Alain Bernard, qui ne se déplaçait jamais sans sa ventoline, a passé tous les examens pour prouver son asthme et son besoin d'AUT, renouvelée tous les ans. "Il m'a fallu un peu de temps d'acceptation pour prendre un médicament non autorisé, confie-t-il. J'avais tous les justificatifs pour cela, et j'en avais besoin. Je devais donc faire des inhalations tous les jours et prendre de la ventoline avant l'effort quand je sentais que j'étais limité". Le nageur affirme avoir toujours respecté les doses prescrites par son médecin, mais il est longtemps resté discret sur son asthme, avant de le révéler en 2008. "Je ne l'ai pas caché, je ne l'ai pas surexposé, je faisais mon truc discrètement, parce que les rumeurs de dopage peuvent vite partir quand on est médiatisé. Je respectais strictement les dosages mais je voulais rester discret là-dessus", raconte-t-il.

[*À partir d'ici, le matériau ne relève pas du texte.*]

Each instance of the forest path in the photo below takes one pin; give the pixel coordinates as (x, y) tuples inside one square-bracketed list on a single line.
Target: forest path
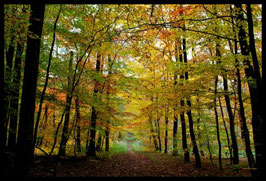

Thomas Busser a lui aussi eu recours à des inhalations avant des compétitions. "C'est une question de dosage entre celui qui va juste prendre trois bouffées de ventoline, simplement pour respirer comme les autres, et celui qui va en prendre vingt, témoigne-t-il. J'ai déjà assisté à cela, et les intentions ne sont pas les mêmes, ça m'interroge". La prise de salbutamol, un bronchodilatateur composant la ventoline, a déjà valu des ennuis à plusieurs sportifs asthmatiques, pour des concentrations trop importantes du produit dans les prélèvements des contrôles antidopage, comme pour le quadruple vainqueur du Tour de France, Chris Froome, finalement blanchi.